Process Optimization

Key performance indicator

As a person responsible for processes, you want to optimise your processes. To be able to measure your processes, you need suitable KPIs (key performance indicators). In the incident process these could be, for example, the percentage of solved tickets compared to all tickets or the average processing time of the tickets (in a quarter or year). Suitable KPIs must be defined for each process in order to be able to collect meaningful measurement figures. The KPIs can be evaluated by means of (automatically generated) reports.

Kaizen

If a KPI deviates from the set benchmark, the cause of the deviation must be identified and improvement measures must be initiated. This procedure is also known as Deming cycle or PDCA cycle (Plan-Do-Check-Act). After the improvement measure has been planned (Plan) and implemented (Do), further measurement (Check) and, if necessary, a further measure (Act) is initiated.
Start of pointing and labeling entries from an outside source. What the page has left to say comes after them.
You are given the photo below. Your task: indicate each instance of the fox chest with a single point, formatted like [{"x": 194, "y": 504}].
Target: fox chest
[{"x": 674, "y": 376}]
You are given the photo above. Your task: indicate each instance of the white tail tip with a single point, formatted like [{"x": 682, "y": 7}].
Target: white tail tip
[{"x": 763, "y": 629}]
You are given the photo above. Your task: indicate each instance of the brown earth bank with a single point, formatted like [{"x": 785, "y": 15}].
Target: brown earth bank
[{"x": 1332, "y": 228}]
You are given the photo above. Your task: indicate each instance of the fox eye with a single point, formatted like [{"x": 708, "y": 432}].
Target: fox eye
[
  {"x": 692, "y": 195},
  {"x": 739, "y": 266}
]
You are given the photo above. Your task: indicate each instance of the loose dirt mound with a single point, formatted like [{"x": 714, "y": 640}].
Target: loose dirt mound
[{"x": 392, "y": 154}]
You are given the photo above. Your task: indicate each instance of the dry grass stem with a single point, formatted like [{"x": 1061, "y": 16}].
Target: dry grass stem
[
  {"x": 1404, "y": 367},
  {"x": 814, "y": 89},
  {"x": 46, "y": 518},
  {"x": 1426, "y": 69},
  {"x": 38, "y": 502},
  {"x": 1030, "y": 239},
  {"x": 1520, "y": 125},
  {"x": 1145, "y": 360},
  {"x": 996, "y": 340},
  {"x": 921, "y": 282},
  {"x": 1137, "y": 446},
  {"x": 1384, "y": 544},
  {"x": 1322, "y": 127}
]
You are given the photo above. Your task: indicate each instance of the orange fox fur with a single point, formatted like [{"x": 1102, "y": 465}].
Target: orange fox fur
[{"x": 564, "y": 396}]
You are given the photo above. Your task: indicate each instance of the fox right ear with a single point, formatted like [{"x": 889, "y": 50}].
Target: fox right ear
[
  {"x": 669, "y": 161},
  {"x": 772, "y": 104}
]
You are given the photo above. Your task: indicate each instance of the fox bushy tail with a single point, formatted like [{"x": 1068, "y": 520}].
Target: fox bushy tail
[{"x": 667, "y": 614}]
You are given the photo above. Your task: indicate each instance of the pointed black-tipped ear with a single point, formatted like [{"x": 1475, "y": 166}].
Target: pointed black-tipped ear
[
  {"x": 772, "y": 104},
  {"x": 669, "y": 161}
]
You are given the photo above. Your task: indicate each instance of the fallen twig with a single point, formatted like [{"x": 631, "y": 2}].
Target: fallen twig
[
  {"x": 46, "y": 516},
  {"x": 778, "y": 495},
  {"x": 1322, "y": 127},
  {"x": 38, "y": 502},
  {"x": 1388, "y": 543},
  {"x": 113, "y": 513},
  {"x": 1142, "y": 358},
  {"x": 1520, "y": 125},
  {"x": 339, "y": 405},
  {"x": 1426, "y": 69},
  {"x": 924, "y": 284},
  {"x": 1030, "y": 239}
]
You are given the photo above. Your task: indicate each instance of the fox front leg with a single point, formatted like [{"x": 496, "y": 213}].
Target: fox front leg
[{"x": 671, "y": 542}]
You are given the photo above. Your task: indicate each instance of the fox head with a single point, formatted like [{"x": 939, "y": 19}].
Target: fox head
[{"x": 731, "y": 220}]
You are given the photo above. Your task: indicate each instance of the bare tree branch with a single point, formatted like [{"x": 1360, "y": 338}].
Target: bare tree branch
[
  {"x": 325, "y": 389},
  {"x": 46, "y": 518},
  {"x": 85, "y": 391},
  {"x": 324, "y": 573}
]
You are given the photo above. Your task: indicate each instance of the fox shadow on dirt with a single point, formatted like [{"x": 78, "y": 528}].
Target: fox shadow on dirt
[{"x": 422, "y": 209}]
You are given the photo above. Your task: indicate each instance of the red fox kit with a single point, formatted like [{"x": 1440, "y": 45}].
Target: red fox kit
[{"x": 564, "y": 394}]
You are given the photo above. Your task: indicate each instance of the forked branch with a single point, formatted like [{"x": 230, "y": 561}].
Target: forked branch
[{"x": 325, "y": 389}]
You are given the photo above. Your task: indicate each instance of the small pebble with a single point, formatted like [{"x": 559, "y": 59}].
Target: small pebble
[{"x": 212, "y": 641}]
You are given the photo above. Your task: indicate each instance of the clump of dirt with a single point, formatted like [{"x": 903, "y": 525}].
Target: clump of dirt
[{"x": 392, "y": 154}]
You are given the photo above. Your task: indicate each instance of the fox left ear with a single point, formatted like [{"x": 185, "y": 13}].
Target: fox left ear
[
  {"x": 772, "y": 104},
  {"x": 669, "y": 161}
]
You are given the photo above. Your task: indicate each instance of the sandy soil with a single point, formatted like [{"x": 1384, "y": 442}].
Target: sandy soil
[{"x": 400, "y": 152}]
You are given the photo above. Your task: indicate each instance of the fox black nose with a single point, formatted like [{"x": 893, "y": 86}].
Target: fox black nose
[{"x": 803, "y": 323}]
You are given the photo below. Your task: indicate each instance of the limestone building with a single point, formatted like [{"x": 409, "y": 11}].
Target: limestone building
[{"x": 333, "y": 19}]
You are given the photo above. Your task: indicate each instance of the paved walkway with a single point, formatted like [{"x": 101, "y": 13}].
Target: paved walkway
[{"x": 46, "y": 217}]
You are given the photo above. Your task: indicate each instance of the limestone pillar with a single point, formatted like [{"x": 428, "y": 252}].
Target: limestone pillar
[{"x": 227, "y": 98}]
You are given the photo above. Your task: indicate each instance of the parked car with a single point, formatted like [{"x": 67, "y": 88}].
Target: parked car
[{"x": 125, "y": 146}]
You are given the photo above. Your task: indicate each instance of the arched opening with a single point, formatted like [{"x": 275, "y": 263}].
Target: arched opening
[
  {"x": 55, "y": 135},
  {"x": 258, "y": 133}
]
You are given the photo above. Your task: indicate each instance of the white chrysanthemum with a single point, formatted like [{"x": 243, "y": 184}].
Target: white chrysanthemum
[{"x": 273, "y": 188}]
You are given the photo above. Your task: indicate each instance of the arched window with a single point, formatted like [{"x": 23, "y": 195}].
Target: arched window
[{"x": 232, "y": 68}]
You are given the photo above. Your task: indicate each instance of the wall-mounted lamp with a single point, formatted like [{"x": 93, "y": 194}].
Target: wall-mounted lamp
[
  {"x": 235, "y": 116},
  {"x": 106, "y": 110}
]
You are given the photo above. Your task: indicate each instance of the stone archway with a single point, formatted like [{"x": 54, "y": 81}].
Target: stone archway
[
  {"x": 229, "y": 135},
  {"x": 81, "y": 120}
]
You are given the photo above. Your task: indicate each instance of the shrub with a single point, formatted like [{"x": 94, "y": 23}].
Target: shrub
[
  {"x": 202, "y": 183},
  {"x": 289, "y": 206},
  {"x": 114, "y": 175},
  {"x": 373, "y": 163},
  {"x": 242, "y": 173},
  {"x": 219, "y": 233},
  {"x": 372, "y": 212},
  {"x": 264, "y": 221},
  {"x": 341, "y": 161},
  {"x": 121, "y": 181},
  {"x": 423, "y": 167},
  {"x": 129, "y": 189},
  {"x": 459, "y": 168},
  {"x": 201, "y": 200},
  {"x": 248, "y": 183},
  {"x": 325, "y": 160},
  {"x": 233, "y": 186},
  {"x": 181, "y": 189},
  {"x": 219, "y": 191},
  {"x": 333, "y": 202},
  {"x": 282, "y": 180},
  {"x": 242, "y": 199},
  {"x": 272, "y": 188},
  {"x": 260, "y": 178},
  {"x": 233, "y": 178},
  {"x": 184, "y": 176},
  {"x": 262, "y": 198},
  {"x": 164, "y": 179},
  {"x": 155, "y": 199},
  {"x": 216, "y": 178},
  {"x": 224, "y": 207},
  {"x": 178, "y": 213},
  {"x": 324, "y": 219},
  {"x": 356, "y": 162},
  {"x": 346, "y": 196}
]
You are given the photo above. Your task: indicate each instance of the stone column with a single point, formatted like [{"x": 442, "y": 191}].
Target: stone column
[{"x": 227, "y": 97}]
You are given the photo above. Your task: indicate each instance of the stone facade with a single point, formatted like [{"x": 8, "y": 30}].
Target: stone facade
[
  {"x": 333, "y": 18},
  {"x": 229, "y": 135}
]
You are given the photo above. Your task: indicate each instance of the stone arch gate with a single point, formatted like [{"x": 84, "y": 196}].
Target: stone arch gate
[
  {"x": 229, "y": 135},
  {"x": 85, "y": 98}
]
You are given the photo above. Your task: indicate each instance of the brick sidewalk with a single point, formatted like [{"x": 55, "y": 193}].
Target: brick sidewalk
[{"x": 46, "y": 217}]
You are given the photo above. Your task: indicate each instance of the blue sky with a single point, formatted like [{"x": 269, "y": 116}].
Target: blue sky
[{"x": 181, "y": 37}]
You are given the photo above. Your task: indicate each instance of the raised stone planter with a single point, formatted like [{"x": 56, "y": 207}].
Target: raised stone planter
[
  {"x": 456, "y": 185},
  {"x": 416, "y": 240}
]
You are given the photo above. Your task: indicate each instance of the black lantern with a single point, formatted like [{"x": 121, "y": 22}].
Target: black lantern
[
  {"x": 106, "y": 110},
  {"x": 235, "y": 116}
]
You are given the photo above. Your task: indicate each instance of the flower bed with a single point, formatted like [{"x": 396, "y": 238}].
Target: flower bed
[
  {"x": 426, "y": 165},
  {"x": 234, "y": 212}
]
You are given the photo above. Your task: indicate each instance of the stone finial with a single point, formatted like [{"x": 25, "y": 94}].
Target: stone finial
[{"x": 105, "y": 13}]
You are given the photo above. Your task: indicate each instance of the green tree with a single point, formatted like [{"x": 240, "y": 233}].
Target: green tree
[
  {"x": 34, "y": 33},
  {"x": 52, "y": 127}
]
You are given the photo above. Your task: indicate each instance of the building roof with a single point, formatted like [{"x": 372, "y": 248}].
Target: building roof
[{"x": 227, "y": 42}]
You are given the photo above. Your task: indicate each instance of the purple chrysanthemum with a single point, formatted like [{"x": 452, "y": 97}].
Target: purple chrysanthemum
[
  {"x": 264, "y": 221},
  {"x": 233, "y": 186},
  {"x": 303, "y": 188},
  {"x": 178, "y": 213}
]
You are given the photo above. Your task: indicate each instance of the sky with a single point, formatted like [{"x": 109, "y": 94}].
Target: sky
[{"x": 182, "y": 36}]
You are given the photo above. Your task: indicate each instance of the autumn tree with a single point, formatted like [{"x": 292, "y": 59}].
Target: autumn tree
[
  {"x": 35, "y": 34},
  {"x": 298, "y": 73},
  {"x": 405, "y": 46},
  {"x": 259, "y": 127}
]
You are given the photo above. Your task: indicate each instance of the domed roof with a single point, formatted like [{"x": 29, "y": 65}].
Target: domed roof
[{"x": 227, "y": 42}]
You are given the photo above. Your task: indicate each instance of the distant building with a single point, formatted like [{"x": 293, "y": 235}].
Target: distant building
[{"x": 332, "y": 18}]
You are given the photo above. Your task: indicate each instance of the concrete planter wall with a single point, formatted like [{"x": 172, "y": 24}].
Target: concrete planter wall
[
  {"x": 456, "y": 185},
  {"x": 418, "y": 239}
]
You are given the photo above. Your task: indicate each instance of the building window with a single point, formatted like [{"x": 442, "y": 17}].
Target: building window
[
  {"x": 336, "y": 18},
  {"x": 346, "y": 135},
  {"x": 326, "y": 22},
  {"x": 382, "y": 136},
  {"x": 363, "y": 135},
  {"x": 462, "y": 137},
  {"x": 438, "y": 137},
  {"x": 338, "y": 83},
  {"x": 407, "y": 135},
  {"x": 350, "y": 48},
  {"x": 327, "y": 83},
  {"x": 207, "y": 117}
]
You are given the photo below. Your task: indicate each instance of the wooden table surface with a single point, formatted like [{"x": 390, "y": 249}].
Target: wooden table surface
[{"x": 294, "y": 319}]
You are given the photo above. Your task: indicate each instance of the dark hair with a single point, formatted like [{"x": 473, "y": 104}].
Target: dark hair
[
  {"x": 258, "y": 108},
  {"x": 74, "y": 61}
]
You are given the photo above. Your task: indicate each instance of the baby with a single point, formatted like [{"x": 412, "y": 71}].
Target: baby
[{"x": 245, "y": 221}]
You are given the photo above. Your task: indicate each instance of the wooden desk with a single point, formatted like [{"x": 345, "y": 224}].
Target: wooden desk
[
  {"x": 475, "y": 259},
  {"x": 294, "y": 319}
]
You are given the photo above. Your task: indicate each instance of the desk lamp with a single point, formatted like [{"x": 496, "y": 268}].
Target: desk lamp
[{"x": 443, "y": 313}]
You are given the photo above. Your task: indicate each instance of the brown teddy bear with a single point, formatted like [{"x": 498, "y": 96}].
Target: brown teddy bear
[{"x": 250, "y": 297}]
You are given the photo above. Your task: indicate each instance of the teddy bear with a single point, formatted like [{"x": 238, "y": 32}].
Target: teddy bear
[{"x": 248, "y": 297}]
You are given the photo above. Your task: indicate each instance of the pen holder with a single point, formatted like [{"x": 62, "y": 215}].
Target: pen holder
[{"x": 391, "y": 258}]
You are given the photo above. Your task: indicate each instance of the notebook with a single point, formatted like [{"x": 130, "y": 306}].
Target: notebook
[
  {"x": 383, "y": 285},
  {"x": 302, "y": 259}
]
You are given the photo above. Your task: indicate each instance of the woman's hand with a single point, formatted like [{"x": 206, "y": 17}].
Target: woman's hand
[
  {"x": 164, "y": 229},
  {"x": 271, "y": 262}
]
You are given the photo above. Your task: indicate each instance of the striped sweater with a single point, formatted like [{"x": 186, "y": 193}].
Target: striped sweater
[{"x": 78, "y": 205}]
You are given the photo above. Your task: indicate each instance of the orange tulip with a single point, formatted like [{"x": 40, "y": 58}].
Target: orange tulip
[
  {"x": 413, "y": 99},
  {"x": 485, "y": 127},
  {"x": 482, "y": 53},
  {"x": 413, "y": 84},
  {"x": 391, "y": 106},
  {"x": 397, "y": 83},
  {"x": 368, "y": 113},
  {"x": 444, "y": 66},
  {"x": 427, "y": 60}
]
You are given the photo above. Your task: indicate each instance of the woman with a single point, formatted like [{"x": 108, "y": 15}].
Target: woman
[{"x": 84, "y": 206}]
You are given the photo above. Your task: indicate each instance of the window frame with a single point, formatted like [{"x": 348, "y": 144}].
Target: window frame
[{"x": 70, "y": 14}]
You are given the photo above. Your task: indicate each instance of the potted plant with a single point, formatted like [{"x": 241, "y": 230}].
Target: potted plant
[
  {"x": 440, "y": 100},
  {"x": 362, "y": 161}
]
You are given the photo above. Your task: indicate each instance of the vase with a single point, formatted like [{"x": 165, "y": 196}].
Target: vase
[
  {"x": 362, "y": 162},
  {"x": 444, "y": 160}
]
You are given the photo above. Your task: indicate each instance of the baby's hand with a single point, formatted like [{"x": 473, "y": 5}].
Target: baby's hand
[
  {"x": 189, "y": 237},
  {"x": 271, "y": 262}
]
This is a continuous improvement cycle.
In the agile world, continuous improvement is known under the Japanese term “Kaizen”.

Theory of Constraints

In the “Theory of Constraints” the principle of Kaizen is most sustainable. Here, a process is regarded as a workflow in which there are different work stations (comparable to the work stations in a factory). The “Theory of Constraint” now states that the total flow of the workflow is limited by the workstation with the lowest flow – the “bottleneck”.

Maximum Flow

Any optimisation of other workstations is ineffective in terms of the overall flow. To increase this, there is only one way – the throughput of the bottleneck must be increased. In computer science this is known as the “Min Cut – Max Flow” theorem. After the bottleneck workstation has been optimised, there will now be another bottleneck workstation. The improvement starts all over again, the cycle continues steadily.